Christoph Heusgen: (11:28)
I think that what I have been really proposing during for a long time is that we have something like a National Security Council where you deal with these questions in a context. I think we have, when the questions were answered, “Where do we get our energy from?”

Christoph Heusgen: (11:49)
After we said, “We don’t want to prolong nuclear energy.” When we said, “We don’t want coal.” We looked around and said, “Well, where is the cheapest gas?” And this was from Russia. So we went that way.

Christoph Heusgen: (12:00)
I think what would’ve been necessary, and what I really think we urgently need is a kind of a National Security Council, where all these questions, defense, but also energy security, domestic security, terrorism, this all comes together, and these questions are dealt with, also not only from a point of view, where do we get our cheapest energy from, but what does this mean with regard to strategic dependence?

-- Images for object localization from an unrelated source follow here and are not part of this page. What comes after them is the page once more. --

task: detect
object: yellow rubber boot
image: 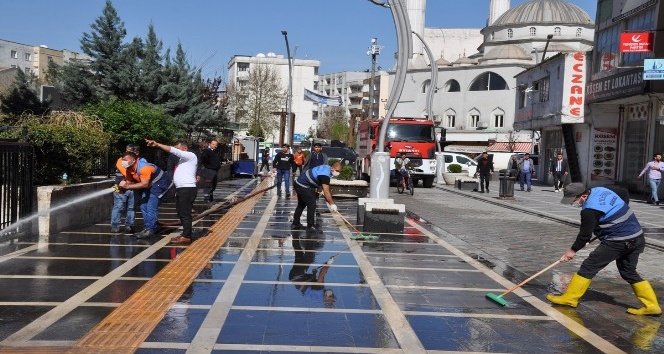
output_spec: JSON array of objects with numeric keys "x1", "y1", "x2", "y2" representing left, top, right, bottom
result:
[
  {"x1": 546, "y1": 273, "x2": 591, "y2": 308},
  {"x1": 627, "y1": 280, "x2": 662, "y2": 316}
]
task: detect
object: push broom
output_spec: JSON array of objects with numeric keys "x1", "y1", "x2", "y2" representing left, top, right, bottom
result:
[
  {"x1": 486, "y1": 235, "x2": 598, "y2": 306},
  {"x1": 334, "y1": 211, "x2": 380, "y2": 241}
]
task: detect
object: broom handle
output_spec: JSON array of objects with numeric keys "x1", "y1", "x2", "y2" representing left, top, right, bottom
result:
[
  {"x1": 499, "y1": 235, "x2": 600, "y2": 297},
  {"x1": 336, "y1": 211, "x2": 364, "y2": 235},
  {"x1": 500, "y1": 260, "x2": 561, "y2": 297}
]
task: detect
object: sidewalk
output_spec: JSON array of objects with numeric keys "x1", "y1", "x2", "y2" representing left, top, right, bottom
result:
[{"x1": 436, "y1": 180, "x2": 664, "y2": 249}]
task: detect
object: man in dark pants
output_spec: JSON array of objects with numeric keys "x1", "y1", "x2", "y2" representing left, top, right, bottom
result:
[
  {"x1": 546, "y1": 183, "x2": 661, "y2": 316},
  {"x1": 474, "y1": 152, "x2": 494, "y2": 193},
  {"x1": 199, "y1": 139, "x2": 221, "y2": 202},
  {"x1": 146, "y1": 139, "x2": 198, "y2": 244},
  {"x1": 292, "y1": 162, "x2": 344, "y2": 231},
  {"x1": 272, "y1": 144, "x2": 294, "y2": 197},
  {"x1": 549, "y1": 152, "x2": 569, "y2": 192},
  {"x1": 260, "y1": 147, "x2": 270, "y2": 173}
]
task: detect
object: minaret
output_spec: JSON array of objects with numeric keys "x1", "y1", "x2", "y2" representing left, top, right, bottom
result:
[
  {"x1": 407, "y1": 0, "x2": 426, "y2": 57},
  {"x1": 488, "y1": 0, "x2": 510, "y2": 26}
]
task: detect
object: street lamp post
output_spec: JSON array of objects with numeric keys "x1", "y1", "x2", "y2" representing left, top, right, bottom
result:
[
  {"x1": 281, "y1": 30, "x2": 293, "y2": 145},
  {"x1": 367, "y1": 38, "x2": 381, "y2": 120}
]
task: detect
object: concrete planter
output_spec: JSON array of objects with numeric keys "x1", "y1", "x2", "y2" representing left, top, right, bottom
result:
[
  {"x1": 330, "y1": 179, "x2": 369, "y2": 198},
  {"x1": 442, "y1": 173, "x2": 467, "y2": 185}
]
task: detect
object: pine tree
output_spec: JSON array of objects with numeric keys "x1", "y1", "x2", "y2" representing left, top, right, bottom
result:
[
  {"x1": 140, "y1": 23, "x2": 163, "y2": 103},
  {"x1": 0, "y1": 69, "x2": 49, "y2": 116}
]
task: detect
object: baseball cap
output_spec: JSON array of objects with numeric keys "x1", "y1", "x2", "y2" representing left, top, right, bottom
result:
[{"x1": 560, "y1": 182, "x2": 588, "y2": 205}]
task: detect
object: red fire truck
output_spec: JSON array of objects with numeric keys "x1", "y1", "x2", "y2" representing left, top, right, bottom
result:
[{"x1": 355, "y1": 117, "x2": 438, "y2": 188}]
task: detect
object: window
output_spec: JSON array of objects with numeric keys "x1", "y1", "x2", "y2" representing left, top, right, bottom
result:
[
  {"x1": 10, "y1": 50, "x2": 17, "y2": 59},
  {"x1": 594, "y1": 24, "x2": 620, "y2": 73},
  {"x1": 507, "y1": 29, "x2": 513, "y2": 38},
  {"x1": 10, "y1": 64, "x2": 16, "y2": 68},
  {"x1": 24, "y1": 53, "x2": 31, "y2": 61},
  {"x1": 493, "y1": 114, "x2": 504, "y2": 128},
  {"x1": 554, "y1": 27, "x2": 561, "y2": 36},
  {"x1": 457, "y1": 156, "x2": 472, "y2": 165},
  {"x1": 443, "y1": 79, "x2": 460, "y2": 92},
  {"x1": 445, "y1": 114, "x2": 455, "y2": 128},
  {"x1": 469, "y1": 114, "x2": 480, "y2": 128},
  {"x1": 47, "y1": 56, "x2": 53, "y2": 62},
  {"x1": 469, "y1": 72, "x2": 508, "y2": 91},
  {"x1": 421, "y1": 79, "x2": 430, "y2": 94},
  {"x1": 238, "y1": 63, "x2": 249, "y2": 72},
  {"x1": 518, "y1": 87, "x2": 527, "y2": 108},
  {"x1": 623, "y1": 9, "x2": 656, "y2": 65},
  {"x1": 490, "y1": 32, "x2": 495, "y2": 40},
  {"x1": 529, "y1": 27, "x2": 536, "y2": 36},
  {"x1": 576, "y1": 28, "x2": 582, "y2": 37},
  {"x1": 539, "y1": 76, "x2": 550, "y2": 102},
  {"x1": 24, "y1": 67, "x2": 31, "y2": 74},
  {"x1": 444, "y1": 155, "x2": 453, "y2": 163}
]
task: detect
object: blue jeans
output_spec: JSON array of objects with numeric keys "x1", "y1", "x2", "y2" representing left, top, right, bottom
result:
[
  {"x1": 139, "y1": 189, "x2": 160, "y2": 231},
  {"x1": 111, "y1": 190, "x2": 135, "y2": 227},
  {"x1": 276, "y1": 169, "x2": 291, "y2": 194},
  {"x1": 520, "y1": 172, "x2": 532, "y2": 191},
  {"x1": 649, "y1": 178, "x2": 661, "y2": 202}
]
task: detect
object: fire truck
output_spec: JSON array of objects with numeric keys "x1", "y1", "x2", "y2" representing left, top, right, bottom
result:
[{"x1": 355, "y1": 117, "x2": 437, "y2": 188}]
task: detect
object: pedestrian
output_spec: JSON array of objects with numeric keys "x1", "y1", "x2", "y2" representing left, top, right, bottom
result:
[
  {"x1": 302, "y1": 142, "x2": 328, "y2": 170},
  {"x1": 474, "y1": 152, "x2": 494, "y2": 193},
  {"x1": 509, "y1": 155, "x2": 520, "y2": 180},
  {"x1": 637, "y1": 153, "x2": 663, "y2": 205},
  {"x1": 272, "y1": 144, "x2": 295, "y2": 197},
  {"x1": 110, "y1": 144, "x2": 139, "y2": 234},
  {"x1": 546, "y1": 183, "x2": 661, "y2": 316},
  {"x1": 146, "y1": 139, "x2": 198, "y2": 244},
  {"x1": 293, "y1": 147, "x2": 305, "y2": 177},
  {"x1": 518, "y1": 153, "x2": 535, "y2": 192},
  {"x1": 198, "y1": 139, "x2": 221, "y2": 202},
  {"x1": 550, "y1": 152, "x2": 569, "y2": 192},
  {"x1": 117, "y1": 148, "x2": 172, "y2": 239},
  {"x1": 260, "y1": 147, "x2": 270, "y2": 173},
  {"x1": 292, "y1": 161, "x2": 344, "y2": 231},
  {"x1": 394, "y1": 152, "x2": 411, "y2": 188}
]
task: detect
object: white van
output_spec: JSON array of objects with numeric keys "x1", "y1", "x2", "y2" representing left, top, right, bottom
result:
[{"x1": 442, "y1": 152, "x2": 477, "y2": 176}]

Christoph Heusgen: (12:33)
We have this discussion now a lot on China, how much do we depend on China? And I think there’s also a question of security. How much do we make us dependent on China? While I’m not in favor of breaking ties with China, but there has to be a balance. And we have to actually diversify also with regard to China.

Speaker 1: (12:57)
You’ve been in foreign policy for 40 years. When you look backwards, what’s the moment in hindsight, obviously, when you think, “Wow, that could have been a warning when it comes to Putin?”

Christoph Heusgen: (13:06)
Well, we have seen Putin, how he behaved. And when you go back at the last aggression of Putin, 2014-15, it was actually Chancellor Merkel together with Francois Luand who was at the frontline, and in negotiations, stopped the Russian advance. They agreed on the Minsk Agreement and they got Russia at a table. So I think that was the right decision, again, what happened then we tried really to get into negotiations to see how can we resolve this was peaceful means. At some stage Putin decided, no, he wants to go on another track. And this is what happened then on the 24th of February.

Speaker 1: (13:56)
Germany, as you just said, was once really seen as a bridge builder to Moscow; who could fill in this role moving forward?

Christoph Heusgen: (14:05)
I think right now it’s very difficult to fill in. We have many Russians who have fled Russia and they come to Germany. I think these people who are educated people, who are people who are desperate when they see what is happening there, I think there are so many also in other countries, Russians. I think these will be the partners in the future to build a new Russia.

Speaker 1: (14:28)
Thank you very much. And I’m looking forward to keep this conversation going.

Christoph Heusgen: (14:31)
Yes. Thank you very much for having me. Thank you.